Die in IPv6 gebotene Möglichkeit der Stateless Autoconfiguration erlaubt die Generierung einer eigenen IPv6 Adresse alleine aus dem jeweiligen Netzwerkpräfix und der IEEE 802 MAC-Adresse des Netzwerkendgeräts. Die MAC-Adresse besteht aus dem herstellerspezifischen Organizationally Unique Identifier (OUI) und einem gerätespezifischen Teil (Interface Identifier), der das Netzwerkendgerät identifiziert. Die Berechnung der IPv6-Adresse erfolgt nach einem vorgegebenem Schema (modified Extended Unique Identifier, modified EUI-64, siehe Abb. 7.37) und erlaubt daher umgekehrt die Identifikation eines Netzwerkendgeräts über dessen zugewiesene IPv6 Adresse. Da die meisten Netzwerkendgeräte nur von einer Person alleine genutzt werden (Personal Computer, Smartphone, etc.), erlaubt die Kenntnis der IPv6 Adresse, eine Datenspur, die ein Endgerät bei jeder Benutzung eines Dienstes im Internet hinterlässt, eindeutige Rückschlüsse auf die Identität des Endgeräts und damit auf dessen Benutzer. Damit ist es für Außenstehende möglich, schon auf der IP-Ebene des Netzwerks Rückschlüsse über das Benutzerverhalten zu ziehen und Bewegungsprofile zu erstellen.

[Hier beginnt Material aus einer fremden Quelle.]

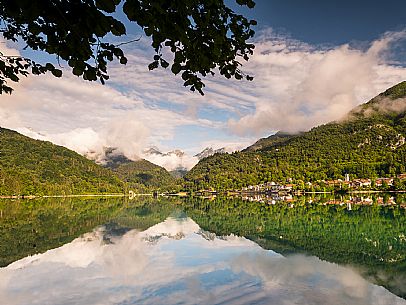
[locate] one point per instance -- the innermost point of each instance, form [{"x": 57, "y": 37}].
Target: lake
[{"x": 252, "y": 250}]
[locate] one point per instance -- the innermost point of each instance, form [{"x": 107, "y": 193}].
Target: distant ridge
[
  {"x": 34, "y": 167},
  {"x": 368, "y": 142}
]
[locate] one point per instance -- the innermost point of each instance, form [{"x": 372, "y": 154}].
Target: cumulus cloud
[
  {"x": 296, "y": 86},
  {"x": 299, "y": 86}
]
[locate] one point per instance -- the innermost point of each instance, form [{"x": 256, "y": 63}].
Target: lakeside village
[{"x": 397, "y": 183}]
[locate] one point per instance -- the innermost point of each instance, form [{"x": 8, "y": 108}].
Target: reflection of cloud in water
[
  {"x": 181, "y": 265},
  {"x": 308, "y": 280}
]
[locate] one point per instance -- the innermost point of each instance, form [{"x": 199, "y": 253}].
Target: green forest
[
  {"x": 370, "y": 239},
  {"x": 34, "y": 167},
  {"x": 368, "y": 143}
]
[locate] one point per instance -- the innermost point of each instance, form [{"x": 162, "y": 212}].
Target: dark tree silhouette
[{"x": 204, "y": 35}]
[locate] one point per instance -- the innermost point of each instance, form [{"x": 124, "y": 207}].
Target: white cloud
[{"x": 298, "y": 86}]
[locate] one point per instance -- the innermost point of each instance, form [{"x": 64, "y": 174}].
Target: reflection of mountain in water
[{"x": 198, "y": 268}]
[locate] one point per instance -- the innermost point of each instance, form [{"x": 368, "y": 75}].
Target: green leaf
[{"x": 56, "y": 72}]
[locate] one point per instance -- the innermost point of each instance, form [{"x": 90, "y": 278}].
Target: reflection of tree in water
[
  {"x": 369, "y": 238},
  {"x": 35, "y": 226}
]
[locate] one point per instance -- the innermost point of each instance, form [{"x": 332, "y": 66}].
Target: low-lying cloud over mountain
[{"x": 296, "y": 86}]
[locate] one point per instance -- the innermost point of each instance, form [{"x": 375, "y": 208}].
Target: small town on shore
[{"x": 298, "y": 187}]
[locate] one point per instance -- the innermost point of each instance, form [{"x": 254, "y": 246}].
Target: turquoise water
[{"x": 195, "y": 251}]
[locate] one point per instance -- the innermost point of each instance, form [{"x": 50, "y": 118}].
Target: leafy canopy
[{"x": 203, "y": 35}]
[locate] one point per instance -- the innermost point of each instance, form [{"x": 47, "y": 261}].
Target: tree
[{"x": 204, "y": 36}]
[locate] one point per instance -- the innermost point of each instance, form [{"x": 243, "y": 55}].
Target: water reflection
[{"x": 177, "y": 262}]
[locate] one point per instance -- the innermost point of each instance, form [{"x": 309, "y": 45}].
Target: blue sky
[{"x": 314, "y": 61}]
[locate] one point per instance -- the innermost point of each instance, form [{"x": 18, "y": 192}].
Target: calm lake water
[{"x": 202, "y": 251}]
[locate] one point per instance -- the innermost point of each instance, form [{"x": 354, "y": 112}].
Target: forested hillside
[
  {"x": 369, "y": 142},
  {"x": 33, "y": 167},
  {"x": 144, "y": 176}
]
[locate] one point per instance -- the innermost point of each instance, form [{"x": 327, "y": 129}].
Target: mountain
[
  {"x": 34, "y": 167},
  {"x": 368, "y": 142},
  {"x": 142, "y": 175},
  {"x": 277, "y": 139},
  {"x": 209, "y": 151},
  {"x": 155, "y": 151}
]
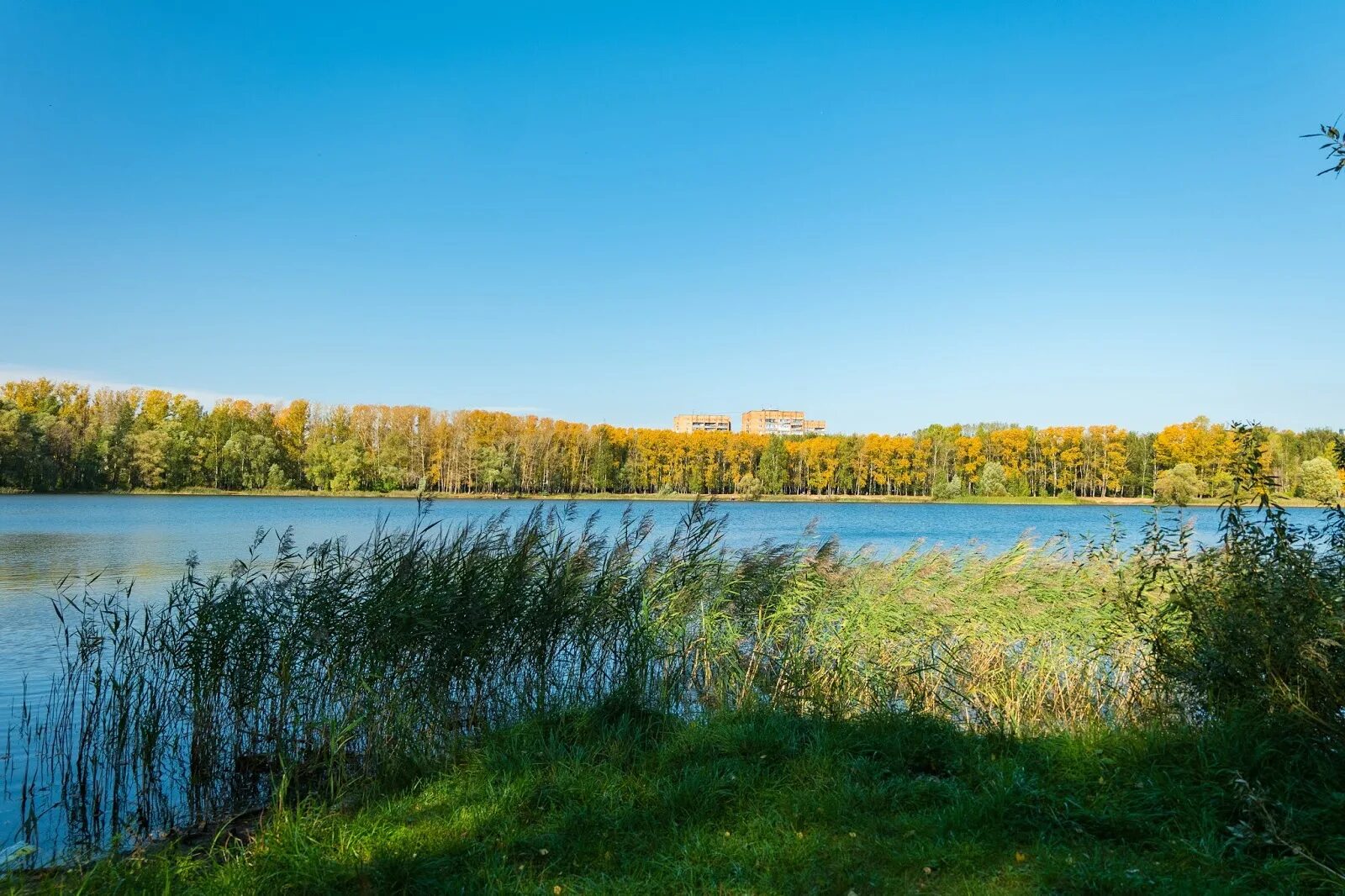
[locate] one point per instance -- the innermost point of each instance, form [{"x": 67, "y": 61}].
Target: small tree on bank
[
  {"x": 1179, "y": 486},
  {"x": 1318, "y": 481},
  {"x": 993, "y": 483}
]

Unter IPv4 waren derartige Möglichkeiten zum Rückschluss auf die Identität eines Benutzers nicht möglich, da die IP-Adressvergabe innerhalb eines Netzwerks meist durch das Dynamic Host Configuration Protocol (DHCP) geregelt wurde, das die IP-Adressen einfach nach Verfügbarkeit nur temporär zuweist. Zudem erschwert dies zusätzlich die Network Address Translation (NAT) Technologie, die den Aufbau und die Verwaltung ganzer Netzwerke unter einer einzigen IPv4 Adresse ermöglicht.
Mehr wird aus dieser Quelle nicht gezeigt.